I have nothing against Blake and Ryan — how could I, I’d never heard of them? –so I’m not trying to say anything negative about them. I’m sure they’re a wonderful couple. I’m more interested in why I’ve never heard of anyone mentioned on the front page of a successful national magazine, albeit, a celebrity magazine — whether I have to get out more, watch more network television, or whether there has simply been an enormous  proliferation of those designated as celebrities. There sure seem to be a lot of them, though that may be the result of ever expanding social media outlets and the Internet, and how much time people spend clicking about, here, there, and everywhere, without ever looking up.

I do know there’s a difference between celebratory and fame. Winston Churchill is famous. Madonna is a celebrity. I think of celebrity as being equated to the Academy Awards, in many cases, no one remembers the movie that wins the Oscar for Best Picture. In many cases, the best film of the year, the one that continues to endure, doesn’t win. Perhaps, in many ways, celebrity can be much more fleeting than either glory or major achievements. And then there’s the word itself, celebrity, celebrate, celebrate what?

I should say in the same issue of the magazine with Blake and Ryan on the front page, I did recognize some of the individuals in various photos, such as Prince Harry and Michelle Obama, as well as Johnny Depp, Kate Hudson, and Sandra Bullock. When it came to the full double spread fashion pages, however, I didn’t do too well. In the red dress spread, I knew whom two of the six were, and in the black dress lineup, I knew two out of five, each of which translates into a more than respectable baseball batting average.

I realize I haven’t mentioned either Blake or Ryan’s last name, but I figure if there first names can appear on the front page of a national magazine than people, such as fans, instantly recognize them, and some, like me, still wouldn’t know whom Blake and Ryan were even if their respective surnames were provided, causing me to wonder what happens now that Blake is married, though I suspect she’ll keep her maiden name, or professional surname, or whatever she goes by in movie or television show credits.
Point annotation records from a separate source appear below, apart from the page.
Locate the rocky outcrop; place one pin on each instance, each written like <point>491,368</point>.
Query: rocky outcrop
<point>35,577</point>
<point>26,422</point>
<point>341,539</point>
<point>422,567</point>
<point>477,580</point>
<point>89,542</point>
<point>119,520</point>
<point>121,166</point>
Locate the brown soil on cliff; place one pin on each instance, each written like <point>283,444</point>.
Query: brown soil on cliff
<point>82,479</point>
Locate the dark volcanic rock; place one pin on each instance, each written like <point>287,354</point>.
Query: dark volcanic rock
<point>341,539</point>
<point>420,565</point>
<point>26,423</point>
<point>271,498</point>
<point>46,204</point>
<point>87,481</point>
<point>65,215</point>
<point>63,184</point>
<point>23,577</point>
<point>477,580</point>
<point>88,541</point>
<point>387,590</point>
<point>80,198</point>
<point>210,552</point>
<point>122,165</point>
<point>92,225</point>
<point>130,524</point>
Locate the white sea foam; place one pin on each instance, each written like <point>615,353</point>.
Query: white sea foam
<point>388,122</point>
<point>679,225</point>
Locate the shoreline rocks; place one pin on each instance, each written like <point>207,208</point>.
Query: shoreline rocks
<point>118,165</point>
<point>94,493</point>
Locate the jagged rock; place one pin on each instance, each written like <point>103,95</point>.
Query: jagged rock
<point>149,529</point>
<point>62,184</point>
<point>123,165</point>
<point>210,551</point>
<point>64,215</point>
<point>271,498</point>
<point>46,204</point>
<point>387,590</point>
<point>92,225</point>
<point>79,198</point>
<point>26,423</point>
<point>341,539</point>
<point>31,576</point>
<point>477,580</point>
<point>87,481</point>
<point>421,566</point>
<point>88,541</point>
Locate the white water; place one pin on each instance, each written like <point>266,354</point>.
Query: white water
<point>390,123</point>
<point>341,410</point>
So, there you go, from reading the article, I am now aware Blake and Ryan are primarily known for their acting, or maybe I should say, many know them for their specific respective roles on television and in films, but, for better or worse, I’m not one of that number.

When I was a kid, we usually thought of celebrities as television actors or comedians past their prime who appeared on game shows like Hollywood Squares, or in episodes of The Love Boat. Now, we have reality TV shows thrown in the mix, and the lines are becoming more and more blurred between legitimate recognition and being known simply because of extreme exposure, the cliche of being “famous for being famous” in the current obsessive, 24-hour nature of media outlets, whether it be cable television or online news or entertainment sites.

When I started this article I really didn’t know how to end it, but I went to check my web mail and spotted a headline, “Schwarzenegger admits affair with Brigitte Nielsen.” That’s it, perfect, I know whom both Arnold and Brigitte are, but the headline was enough, I don’t really care about them having an affair. Don’t care when, don’t care if either was married at the time, don’t even care if it was only a one-night stand.  Besides, personally, I always liked Sylvester Stallone better, and that seems like a pretty good place to end this column, or whatever it is.